Public Affairs

The essence of the crisis

Stormont columns2 Alex Kane contends that a basic lack of trust is reversing progress and putting Stormont’s future at risk.

I voted for the Good Friday Agreement in the 1998 referendum. It was, I think, the biggest mistake I have ever made. I had concerns at the time – mostly about general accountability and the sincerity of some of the participants – but reckoned it a risk worth taking. Like many others I hoped the absence of violence and the ability of everyone to have a say in how we were governed would, albeit slowly, lead to a new era Northern Ireland and a better way of doing business together.

Well, that hasn’t happened and, as the one-party state of the past morphed into the two parties for two states stalemate we have now, I think we’re actually more polarised than in 1998. Balkanisation is the fixed point of the DUP-Sinn Féin agenda. No post-conflict parties have emerged to encourage fresh thinking and voting habits. Of those bothering to vote, almost 90 per cent vote for the same us-and-them parties. Increasing numbers are switching off and opting out. Our brightest and best are continuing to leave.

Polling and anecdotal evidence confirms that a whopping majority has no expectation of the Executive or Assembly delivering coherent, consensual government. Most surprising of all, the only political growth area has been the rise of a socio-moral conservativism embracing Protestant fundamentalists and the Catholic Church.

Can it get better? Will it get better? Probably not. When the two power blocs can’t agree on something as basic as the constitutional future of the country they’re supposed to govern, it makes it extraordinarily difficult to reach agreement on anything else. They don’t even use the same name for the country. Problems are pushed aside with a petition of concern rather than serious debate and finger-pointing always trumps rational deconstruction and intellectual interaction.

This is all very, very depressing. Just about every vestige of the hope that existed in April 1998 has been ground to dust. In the absence of anything radical, exciting or innovative, ministers pose for ludicrous photo-ops and issue absurd, patently false statements about how ‘wonderful’ Northern Ireland is … “so much better than those bad old days some people want to drag us back to.”

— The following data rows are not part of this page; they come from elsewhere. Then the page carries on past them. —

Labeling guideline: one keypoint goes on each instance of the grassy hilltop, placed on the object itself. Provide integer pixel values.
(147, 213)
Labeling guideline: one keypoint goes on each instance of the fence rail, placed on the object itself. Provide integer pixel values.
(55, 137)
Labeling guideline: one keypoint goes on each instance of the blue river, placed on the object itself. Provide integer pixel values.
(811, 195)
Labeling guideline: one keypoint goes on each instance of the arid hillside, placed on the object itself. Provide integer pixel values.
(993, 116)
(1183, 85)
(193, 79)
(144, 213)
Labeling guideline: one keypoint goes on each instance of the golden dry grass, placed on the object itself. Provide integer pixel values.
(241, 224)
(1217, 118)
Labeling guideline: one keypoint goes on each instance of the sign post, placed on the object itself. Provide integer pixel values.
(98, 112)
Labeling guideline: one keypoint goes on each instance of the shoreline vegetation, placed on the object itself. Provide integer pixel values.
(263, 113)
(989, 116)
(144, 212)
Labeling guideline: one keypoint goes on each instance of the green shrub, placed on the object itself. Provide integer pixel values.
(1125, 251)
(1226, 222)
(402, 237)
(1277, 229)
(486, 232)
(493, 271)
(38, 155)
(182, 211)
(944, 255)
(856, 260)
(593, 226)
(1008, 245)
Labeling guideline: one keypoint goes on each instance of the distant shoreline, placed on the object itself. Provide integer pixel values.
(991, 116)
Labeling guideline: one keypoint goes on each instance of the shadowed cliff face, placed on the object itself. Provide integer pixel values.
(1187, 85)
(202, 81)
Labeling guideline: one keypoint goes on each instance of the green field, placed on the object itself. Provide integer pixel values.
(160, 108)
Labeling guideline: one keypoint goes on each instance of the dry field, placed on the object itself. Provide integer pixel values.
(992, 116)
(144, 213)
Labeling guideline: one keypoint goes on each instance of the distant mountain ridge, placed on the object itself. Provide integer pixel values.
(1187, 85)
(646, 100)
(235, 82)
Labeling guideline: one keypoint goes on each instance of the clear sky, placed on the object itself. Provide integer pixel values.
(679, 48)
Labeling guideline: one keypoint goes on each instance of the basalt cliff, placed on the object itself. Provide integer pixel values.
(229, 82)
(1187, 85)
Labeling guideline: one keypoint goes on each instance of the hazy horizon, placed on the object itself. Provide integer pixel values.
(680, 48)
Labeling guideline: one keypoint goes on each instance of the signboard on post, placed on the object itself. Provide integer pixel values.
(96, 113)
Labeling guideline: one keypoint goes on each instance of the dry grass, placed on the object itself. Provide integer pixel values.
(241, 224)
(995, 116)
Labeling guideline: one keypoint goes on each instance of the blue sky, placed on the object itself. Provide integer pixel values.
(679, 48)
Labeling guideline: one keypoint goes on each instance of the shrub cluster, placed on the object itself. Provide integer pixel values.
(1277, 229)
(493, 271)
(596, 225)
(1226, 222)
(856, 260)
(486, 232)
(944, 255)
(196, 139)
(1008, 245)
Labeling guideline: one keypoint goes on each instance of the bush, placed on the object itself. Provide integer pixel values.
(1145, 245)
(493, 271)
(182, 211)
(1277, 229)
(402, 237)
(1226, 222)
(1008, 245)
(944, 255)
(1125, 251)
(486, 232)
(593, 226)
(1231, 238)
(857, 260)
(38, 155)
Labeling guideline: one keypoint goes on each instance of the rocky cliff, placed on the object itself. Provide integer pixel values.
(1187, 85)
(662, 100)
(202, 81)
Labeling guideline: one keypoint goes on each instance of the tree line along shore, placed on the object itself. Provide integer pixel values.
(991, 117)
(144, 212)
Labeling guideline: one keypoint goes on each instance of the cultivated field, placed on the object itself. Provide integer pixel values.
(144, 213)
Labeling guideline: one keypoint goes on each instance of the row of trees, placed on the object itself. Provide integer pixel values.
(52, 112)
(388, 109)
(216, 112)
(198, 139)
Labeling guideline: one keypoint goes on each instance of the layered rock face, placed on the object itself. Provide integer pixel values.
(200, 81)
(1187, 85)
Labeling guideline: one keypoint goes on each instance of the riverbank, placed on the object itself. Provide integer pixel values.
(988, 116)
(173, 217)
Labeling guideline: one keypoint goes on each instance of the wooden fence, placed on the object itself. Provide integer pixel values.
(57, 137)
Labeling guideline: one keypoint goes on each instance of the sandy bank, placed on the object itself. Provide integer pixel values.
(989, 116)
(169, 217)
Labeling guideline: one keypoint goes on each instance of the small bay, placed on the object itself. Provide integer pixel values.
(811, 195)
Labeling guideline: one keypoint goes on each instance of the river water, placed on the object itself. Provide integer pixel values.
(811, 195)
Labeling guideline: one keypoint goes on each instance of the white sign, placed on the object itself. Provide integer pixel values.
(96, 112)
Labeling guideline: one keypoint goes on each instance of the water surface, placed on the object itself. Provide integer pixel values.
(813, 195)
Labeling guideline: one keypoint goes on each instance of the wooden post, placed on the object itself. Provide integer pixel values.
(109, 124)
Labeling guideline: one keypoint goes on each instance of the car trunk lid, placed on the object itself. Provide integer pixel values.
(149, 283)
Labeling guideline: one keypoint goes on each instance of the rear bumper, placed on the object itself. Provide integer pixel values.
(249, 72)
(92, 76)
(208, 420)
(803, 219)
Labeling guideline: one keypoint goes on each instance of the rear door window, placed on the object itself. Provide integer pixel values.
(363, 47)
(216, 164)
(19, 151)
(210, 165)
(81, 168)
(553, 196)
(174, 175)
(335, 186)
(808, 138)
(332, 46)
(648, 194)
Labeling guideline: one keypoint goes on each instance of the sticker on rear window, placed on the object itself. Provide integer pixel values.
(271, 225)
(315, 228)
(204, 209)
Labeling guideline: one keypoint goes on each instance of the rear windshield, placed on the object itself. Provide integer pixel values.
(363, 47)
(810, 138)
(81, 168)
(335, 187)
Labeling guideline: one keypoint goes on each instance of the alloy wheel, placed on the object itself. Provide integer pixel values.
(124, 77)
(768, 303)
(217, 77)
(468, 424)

But we are being dragged back. Stormont fell because it couldn’t command the support of a significant section of the electorate. This replacement Assembly is regarded with undisguised contempt by even greater numbers. Crisis follows crisis and direct rule looks like an attractive option again. The Stormont House Agreement has a few paragraphs about reform – including cutting departments, MLA numbers and provision for opposition – yet on closer examination the reform concentrates even more power in the hands of the DUP and Sinn Féin. Worse still, the eleven new super councils already look like mini-me Stormonts, complete with all the tensions and relentless fractiousness.

I don’t think the Assembly can reform itself, primarily because it isn’t in the electoral interests of the DUP and Sinn Féin to do so. They need it the way it is. They like it the way it is. Meanwhile the SDLP and UUP are so thoroughly emasculated that they won’t be able to challenge, let alone eclipse and replace the big two parties, while Alliance is clearly enjoying its role as the limpet on the Executive hull.

My gut instinct is that the Assembly cannot last for much longer. Pretty soon it will hit the one-crisis-too-many moment and the place will just implode: a victim of its own inconsistencies, absurdities, contradictions, hostilities and utter, utter lack of trust.

Where that leaves us is anyone’s guess yet, to be brutally honest, it might be the very wake-up call we need to rethink and reinvent rather than kick everything into the long grass. One thing is certain, though. The present process isn’t working and can’t be made to work. And even the MLAs and leaders, mumbling their “it’s better than it used to be” platitudes, know that the fat lady is on the last verse.